The Voices in My Head: Tiny Music… From The Vatican Gift Shop

I just spent an astronomical amount of money on new music.  I’m sitting in my office, organizing my collection with the addition of another CD tower.  I could be listening to any of the discs in the slab of music I just bought, but I got Stone Temple Pilots’ “Big Bang Baby” from their Tiny Music… From The Vatican Gift Shop stuck in my head, so instead of listening to the new I’m listening to this.  Sometimes you just have to roll with it, and I am.

A great many chapters could be written about the wasted talent that is Scott Weiland.  I know it’s easy to dismiss them as Clone Temple Pilots, and I’ve done that on occasion.  They did toe that line between inspiration and derivation an awful lot, but somewhere in the middle of their muddle was some really interesting music.

Weiland, like Ryan Adams, was smarter than Oasis in choosing to obviously rip off more than one band.  In a way, STP were like a rock version of Beck in the way they synthesized a wide swath of influences into their sound.  Listen to an STP record and you’ll hear shades of Led Zeppelin, Black Sabbath, and yes, Pearl Jam.  You’ll also hear a lot of David Bowie and John Lennon mixed in there.  There’s something about the way these — and other — influences were filtered through the Weiland prism that made them stand on their own.  STP could be distinctive even if they weren’t original, and Tiny Music embodies that.

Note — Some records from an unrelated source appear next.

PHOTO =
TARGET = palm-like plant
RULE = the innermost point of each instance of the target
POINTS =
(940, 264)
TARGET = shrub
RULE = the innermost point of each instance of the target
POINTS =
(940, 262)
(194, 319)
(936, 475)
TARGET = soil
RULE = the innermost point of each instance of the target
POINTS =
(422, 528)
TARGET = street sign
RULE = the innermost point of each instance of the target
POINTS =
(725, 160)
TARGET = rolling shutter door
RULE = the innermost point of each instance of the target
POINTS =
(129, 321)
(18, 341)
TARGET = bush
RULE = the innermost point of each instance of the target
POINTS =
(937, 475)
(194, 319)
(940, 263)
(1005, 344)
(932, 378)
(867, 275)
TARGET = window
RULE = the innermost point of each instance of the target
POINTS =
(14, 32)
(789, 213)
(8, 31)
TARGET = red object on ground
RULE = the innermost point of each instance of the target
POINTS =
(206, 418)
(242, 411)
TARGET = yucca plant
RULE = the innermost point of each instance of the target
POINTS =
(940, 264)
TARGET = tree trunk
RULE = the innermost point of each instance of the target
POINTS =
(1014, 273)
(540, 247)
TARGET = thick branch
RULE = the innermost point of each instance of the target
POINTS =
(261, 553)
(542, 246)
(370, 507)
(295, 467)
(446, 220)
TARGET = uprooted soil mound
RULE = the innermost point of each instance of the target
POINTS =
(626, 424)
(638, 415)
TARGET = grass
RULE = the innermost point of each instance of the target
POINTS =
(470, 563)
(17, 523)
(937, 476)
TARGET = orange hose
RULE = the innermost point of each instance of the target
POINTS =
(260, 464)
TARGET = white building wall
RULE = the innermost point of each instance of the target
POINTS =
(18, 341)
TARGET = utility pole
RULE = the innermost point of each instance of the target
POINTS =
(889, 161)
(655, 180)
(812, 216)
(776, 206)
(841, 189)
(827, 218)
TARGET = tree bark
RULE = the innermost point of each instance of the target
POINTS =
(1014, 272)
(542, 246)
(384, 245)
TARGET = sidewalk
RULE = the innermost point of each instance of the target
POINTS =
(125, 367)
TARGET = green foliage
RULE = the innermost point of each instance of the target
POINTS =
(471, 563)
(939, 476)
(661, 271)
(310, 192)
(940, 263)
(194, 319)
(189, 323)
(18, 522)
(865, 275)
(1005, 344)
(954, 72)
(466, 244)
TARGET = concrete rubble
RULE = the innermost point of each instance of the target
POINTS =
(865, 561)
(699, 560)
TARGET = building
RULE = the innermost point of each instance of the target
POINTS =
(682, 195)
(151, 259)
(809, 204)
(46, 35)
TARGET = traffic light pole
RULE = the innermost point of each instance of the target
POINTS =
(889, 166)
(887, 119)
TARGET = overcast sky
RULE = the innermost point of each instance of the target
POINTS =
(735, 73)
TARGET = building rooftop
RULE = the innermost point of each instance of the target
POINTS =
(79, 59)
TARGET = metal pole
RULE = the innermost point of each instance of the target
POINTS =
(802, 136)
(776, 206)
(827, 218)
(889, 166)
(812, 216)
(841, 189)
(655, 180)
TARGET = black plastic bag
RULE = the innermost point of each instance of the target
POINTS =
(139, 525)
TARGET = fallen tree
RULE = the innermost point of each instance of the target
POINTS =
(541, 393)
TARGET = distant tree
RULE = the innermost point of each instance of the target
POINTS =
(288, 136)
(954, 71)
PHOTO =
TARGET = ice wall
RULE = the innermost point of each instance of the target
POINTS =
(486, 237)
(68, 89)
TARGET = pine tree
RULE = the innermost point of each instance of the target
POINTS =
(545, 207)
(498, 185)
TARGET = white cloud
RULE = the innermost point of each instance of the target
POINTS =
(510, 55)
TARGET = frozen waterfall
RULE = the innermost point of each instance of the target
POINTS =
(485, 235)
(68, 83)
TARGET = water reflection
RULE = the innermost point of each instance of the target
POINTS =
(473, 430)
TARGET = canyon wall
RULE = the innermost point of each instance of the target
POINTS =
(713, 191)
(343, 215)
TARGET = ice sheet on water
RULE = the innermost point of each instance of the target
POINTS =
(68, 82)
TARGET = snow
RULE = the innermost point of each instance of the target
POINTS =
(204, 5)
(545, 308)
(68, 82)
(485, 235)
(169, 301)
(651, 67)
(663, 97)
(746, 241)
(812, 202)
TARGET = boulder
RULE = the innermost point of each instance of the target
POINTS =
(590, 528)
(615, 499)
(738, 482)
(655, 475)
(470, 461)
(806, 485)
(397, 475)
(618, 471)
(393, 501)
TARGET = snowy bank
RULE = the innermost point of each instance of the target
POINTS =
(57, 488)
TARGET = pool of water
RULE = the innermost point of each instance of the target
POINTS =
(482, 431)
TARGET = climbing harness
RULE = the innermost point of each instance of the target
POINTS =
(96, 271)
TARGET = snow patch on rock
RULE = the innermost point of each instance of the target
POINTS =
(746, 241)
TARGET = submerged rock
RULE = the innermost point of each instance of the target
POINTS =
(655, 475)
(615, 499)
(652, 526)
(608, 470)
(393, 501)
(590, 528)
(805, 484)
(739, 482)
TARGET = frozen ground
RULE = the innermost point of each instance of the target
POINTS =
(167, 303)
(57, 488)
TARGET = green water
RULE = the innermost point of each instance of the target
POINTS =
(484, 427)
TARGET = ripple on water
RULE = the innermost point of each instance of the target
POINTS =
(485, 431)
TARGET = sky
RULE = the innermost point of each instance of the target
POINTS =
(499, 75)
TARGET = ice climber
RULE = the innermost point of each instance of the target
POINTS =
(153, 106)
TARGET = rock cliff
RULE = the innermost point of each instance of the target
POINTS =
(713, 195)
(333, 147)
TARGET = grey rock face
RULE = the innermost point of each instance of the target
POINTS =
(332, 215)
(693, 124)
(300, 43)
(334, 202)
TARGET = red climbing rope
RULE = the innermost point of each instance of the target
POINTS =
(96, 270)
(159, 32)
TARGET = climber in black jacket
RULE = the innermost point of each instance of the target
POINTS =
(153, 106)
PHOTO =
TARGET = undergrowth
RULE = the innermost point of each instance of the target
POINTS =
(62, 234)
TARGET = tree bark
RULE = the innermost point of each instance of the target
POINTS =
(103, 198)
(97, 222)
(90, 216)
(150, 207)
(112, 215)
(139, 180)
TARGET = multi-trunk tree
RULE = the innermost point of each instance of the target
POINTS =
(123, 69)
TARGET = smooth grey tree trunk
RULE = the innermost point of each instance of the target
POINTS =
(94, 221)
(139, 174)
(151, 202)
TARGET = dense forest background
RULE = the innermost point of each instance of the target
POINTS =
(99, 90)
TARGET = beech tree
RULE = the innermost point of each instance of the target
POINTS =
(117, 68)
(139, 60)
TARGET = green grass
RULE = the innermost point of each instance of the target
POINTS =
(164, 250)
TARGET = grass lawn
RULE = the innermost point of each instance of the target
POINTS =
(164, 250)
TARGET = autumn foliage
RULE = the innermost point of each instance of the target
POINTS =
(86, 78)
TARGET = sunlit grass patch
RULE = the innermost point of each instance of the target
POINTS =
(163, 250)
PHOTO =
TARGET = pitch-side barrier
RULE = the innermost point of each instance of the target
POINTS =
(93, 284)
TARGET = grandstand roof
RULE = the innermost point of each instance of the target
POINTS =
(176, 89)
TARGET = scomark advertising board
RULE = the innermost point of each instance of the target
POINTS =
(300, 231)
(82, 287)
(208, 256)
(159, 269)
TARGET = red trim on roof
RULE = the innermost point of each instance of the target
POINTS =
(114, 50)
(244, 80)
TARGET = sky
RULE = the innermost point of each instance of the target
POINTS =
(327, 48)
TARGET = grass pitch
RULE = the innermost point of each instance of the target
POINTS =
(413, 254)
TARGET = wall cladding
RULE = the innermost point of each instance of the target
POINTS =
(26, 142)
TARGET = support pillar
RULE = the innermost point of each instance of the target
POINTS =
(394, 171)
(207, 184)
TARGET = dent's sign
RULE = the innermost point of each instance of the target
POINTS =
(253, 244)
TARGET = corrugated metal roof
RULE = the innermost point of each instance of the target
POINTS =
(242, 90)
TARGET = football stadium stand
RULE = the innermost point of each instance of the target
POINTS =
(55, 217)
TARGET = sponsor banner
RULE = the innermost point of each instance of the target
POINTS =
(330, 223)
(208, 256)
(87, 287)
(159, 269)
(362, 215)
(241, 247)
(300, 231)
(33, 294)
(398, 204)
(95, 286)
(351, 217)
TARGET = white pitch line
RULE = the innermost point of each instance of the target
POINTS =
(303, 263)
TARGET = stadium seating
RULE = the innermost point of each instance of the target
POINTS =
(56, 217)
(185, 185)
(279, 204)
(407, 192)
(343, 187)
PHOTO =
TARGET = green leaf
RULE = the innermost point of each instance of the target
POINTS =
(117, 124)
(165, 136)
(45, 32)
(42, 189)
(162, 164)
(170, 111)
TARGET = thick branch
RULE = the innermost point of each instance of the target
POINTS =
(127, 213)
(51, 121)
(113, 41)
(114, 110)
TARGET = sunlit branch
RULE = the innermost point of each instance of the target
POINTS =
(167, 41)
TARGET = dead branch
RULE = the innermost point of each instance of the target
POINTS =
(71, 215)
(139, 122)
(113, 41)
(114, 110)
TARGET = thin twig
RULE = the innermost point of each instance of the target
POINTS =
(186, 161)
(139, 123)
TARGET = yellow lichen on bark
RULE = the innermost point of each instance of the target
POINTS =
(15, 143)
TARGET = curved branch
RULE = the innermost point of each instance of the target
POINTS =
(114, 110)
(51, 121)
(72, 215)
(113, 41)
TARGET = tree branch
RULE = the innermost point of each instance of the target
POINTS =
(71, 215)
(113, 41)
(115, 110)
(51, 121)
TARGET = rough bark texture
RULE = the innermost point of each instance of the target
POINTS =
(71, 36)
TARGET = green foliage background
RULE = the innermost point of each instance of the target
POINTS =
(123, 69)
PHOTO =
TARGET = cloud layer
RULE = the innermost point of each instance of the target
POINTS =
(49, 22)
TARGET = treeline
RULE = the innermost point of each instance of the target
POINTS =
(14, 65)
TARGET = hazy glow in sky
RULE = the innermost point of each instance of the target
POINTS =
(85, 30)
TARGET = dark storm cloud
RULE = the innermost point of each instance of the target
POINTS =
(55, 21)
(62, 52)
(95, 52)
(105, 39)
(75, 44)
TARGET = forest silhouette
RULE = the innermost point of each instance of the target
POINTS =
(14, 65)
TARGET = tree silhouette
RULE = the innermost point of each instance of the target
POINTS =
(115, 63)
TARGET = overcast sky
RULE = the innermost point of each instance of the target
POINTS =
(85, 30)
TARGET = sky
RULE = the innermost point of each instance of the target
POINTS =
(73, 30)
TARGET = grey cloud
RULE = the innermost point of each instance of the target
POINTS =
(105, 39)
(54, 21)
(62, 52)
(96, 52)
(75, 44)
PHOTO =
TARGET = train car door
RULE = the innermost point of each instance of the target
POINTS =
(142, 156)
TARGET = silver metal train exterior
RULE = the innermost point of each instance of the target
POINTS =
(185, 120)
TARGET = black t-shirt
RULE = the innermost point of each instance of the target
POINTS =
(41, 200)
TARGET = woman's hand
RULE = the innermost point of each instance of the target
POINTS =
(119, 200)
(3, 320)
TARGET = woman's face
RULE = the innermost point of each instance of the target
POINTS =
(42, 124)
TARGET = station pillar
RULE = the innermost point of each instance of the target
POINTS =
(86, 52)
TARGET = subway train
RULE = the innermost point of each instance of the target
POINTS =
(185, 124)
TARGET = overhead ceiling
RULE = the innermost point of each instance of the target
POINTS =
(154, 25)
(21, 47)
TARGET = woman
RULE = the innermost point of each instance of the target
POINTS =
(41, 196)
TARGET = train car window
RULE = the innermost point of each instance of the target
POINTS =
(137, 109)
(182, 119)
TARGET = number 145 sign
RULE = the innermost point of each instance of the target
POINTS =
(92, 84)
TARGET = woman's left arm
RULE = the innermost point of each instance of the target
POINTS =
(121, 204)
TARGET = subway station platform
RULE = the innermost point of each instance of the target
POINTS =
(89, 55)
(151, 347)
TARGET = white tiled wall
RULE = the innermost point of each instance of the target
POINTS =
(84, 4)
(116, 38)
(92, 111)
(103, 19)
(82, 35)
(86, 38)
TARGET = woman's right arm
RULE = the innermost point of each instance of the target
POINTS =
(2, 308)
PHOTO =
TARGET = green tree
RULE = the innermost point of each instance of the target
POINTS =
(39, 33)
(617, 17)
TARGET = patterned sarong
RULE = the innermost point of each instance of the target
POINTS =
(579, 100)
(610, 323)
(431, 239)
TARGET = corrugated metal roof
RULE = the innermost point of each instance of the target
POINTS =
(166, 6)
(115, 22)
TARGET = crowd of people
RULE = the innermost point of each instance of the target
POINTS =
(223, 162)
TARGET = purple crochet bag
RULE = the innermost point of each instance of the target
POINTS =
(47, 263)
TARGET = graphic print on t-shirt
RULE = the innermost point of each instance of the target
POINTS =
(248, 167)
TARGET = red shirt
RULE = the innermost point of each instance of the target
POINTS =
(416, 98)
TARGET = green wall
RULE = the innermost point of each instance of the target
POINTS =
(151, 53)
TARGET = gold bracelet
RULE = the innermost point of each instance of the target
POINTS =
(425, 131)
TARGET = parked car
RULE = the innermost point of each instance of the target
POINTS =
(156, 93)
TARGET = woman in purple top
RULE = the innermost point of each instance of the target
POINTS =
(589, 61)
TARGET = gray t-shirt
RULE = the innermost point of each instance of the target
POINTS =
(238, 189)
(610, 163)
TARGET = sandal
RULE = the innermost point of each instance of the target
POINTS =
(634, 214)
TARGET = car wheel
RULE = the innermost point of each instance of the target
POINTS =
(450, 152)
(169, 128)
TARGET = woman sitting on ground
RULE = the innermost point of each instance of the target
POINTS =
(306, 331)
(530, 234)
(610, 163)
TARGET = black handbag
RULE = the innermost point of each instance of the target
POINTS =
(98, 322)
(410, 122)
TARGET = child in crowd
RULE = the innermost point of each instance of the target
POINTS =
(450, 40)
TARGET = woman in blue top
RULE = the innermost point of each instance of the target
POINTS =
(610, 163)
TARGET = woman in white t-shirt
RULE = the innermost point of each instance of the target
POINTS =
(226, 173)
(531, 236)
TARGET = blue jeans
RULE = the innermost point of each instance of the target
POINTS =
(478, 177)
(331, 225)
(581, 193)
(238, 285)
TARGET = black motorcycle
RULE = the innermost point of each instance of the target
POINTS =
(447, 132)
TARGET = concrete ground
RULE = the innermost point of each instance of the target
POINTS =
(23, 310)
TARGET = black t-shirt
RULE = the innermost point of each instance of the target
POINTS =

4 Responses to “The Voices in My Head: Tiny Music… From The Vatican Gift Shop

  1. I agree with your points on STP. However, Weiland is not the Sting of STP. Most of the classic riffs and music were courtesy of the DeLeo brothers more so than Weiland… his solo album was pretty weak, as was most of the material he was involved in post STP.

  2. BTW, I love Wikipedia… I just learned that STP originally stood for “Shirley Temple’s Pussy”, before they settled on Stone Temple Pilots.

    Whether it is true or not doesn’t change the fact that it is perversely hilarious.

  3. The riffs may have been more a product of the DeLeos, but Weiland was the man with the melodies and the DeLeo’s album — Talk Show, was it? — didn’t have much life without him. These guys are better together.

  4. The Shirley Temple’s Pussy story has been around for a long time. It is pretty funny.